In November 2015, Rajoub named a table tennis tournament in honor of Muhannad Halabi, who had stabbed and killed two Israeli civilians in Jerusalem a month prior. A poster advertising the tournament featured two images of Halabi, and stated: "patronage of the leader Jibril Rajoub, head of the Palestine Olympic Committee." He also attended a boxing match named in honor of Ali Hassan Salameh, a planner of Black September, which killed 11 Israeli Olympians during the 1972 Summer Olympics in Munich.

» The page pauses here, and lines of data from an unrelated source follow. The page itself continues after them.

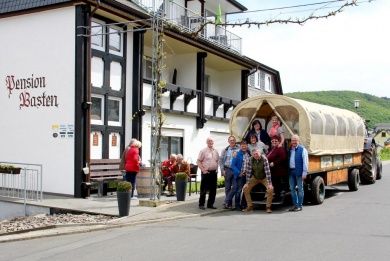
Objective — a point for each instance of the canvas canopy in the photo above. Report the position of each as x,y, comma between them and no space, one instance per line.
323,130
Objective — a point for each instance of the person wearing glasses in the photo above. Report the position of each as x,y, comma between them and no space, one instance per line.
277,161
276,130
225,164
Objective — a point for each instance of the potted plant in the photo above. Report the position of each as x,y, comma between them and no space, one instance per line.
9,169
123,193
181,179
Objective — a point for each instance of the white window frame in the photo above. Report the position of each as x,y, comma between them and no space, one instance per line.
115,123
99,122
103,24
119,53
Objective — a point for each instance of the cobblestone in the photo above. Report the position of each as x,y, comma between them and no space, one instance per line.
42,221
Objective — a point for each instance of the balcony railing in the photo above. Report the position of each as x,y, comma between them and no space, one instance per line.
190,21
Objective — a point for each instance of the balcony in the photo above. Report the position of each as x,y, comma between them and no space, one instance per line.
189,21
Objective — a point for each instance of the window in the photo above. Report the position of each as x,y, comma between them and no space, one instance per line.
116,76
97,32
115,41
251,80
206,82
97,112
147,68
114,115
97,74
170,145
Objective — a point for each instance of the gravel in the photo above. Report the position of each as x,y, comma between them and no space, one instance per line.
42,221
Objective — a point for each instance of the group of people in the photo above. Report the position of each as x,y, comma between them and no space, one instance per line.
243,166
254,162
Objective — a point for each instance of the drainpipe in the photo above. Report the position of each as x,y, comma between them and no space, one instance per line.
88,102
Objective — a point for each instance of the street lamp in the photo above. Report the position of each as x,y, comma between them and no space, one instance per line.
356,104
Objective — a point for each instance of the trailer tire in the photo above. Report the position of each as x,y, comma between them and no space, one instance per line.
318,190
353,180
368,171
379,170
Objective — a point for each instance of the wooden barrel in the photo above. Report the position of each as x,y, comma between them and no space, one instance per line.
143,183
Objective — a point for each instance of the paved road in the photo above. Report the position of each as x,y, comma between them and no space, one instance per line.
348,226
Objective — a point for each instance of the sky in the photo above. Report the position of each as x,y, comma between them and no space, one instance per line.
350,51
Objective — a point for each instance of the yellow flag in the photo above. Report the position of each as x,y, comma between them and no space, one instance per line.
218,17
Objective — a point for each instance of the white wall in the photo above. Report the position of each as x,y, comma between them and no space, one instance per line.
185,65
194,139
226,84
43,45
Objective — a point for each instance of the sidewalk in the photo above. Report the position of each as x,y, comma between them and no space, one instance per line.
169,210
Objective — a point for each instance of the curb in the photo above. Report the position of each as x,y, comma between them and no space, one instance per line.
89,227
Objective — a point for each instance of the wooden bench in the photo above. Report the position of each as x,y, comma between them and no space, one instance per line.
102,170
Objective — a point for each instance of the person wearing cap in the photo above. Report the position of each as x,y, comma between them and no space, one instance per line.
241,166
261,174
261,134
277,161
298,166
276,130
208,164
225,162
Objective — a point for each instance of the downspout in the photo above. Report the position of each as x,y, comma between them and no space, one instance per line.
88,102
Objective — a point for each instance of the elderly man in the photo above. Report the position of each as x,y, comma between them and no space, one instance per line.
225,162
298,166
166,169
260,174
208,164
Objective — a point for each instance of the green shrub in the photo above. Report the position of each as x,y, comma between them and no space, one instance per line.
385,154
221,182
123,186
181,176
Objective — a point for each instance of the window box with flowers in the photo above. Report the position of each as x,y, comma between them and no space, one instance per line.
9,169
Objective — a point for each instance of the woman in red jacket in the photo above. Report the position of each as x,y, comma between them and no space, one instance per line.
132,162
277,161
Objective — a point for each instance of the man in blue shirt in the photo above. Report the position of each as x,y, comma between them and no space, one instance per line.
298,166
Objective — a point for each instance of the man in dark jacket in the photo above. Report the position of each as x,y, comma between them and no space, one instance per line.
298,166
241,166
260,174
277,158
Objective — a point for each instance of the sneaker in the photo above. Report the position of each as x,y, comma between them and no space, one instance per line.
293,208
248,209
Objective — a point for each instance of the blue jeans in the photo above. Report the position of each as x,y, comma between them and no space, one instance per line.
238,183
229,177
297,196
131,177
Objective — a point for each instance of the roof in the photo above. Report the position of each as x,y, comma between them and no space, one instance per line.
382,126
324,130
8,6
238,5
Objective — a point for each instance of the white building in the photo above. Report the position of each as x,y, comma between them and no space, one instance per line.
50,114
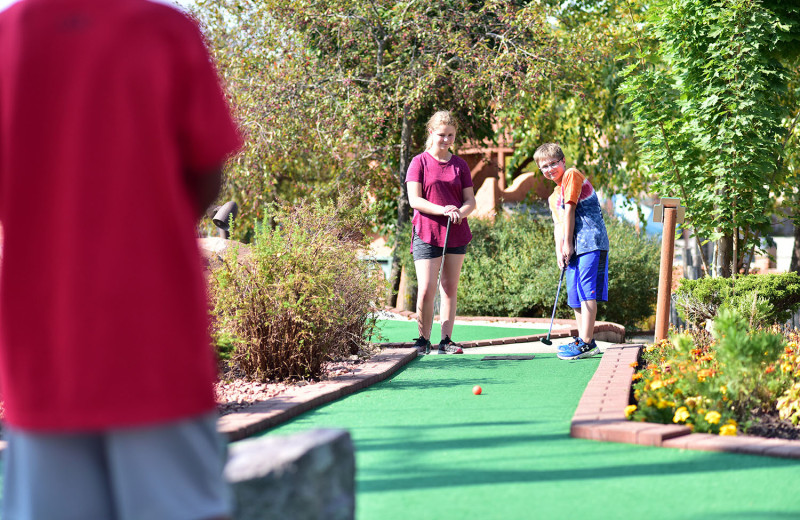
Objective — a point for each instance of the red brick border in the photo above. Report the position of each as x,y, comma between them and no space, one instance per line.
604,330
600,416
296,400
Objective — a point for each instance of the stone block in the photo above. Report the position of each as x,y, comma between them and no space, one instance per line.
305,476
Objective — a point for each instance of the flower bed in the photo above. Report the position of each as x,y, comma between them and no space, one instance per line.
729,381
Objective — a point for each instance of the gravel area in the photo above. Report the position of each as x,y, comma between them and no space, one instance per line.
235,394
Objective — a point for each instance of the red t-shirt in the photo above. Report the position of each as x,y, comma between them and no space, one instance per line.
104,105
443,184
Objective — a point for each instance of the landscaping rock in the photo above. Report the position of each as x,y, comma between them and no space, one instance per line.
309,475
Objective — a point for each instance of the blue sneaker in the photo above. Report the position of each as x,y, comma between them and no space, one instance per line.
422,345
579,350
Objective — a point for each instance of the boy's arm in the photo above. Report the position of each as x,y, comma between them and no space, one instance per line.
568,247
203,187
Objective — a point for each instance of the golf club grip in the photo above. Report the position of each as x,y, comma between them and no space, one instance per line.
555,303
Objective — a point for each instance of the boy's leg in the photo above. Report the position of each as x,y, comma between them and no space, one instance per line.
55,476
449,292
427,270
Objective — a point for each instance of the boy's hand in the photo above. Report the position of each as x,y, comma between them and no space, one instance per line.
453,213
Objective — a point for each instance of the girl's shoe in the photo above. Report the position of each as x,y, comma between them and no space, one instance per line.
422,345
447,346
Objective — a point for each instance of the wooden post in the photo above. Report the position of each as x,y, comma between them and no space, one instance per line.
672,212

In August 2018 Rajoub was fined CHF 20,000 (US$20,333) and banned by the Fédération Internationale de Football Association (FIFA) from FIFA matches for a year for "inciting hatred and violence" by urging fans to burn Lionel Messi shirts and pictures because Argentina was due to play a friendly match against Israel. ("breaching article 53 (Inciting hatred and violence) of the FIFA Disciplinary Code"). In July 2019, his appeal on the ban was dismissed by the International Court of Arbitration for Sport.

===2023–present===
Between May and June 2024, amid the Gaza war, Rajoub, as the head of both the Palestinian Football Association and the Palestine Olympic Committee, called on FIFA and the International Olympic Committee (IOC) to ban Israel from their competitions, citing the effects of Israeli attacks to Palestinian sports as well as "violations committed by some Israeli athletes and official Israeli sports institutions". Israel took part in the 2024 Summer Olympics as usual. On 13 August 2024, upon his return from the Olympics, the Israel Defense Forces (IDF) briefly detained Rajoub, confiscating his passport and summoning him for interrogation for the next day. Rajoub stated that he would not comply with the order, as it was issued by "an occupation authority".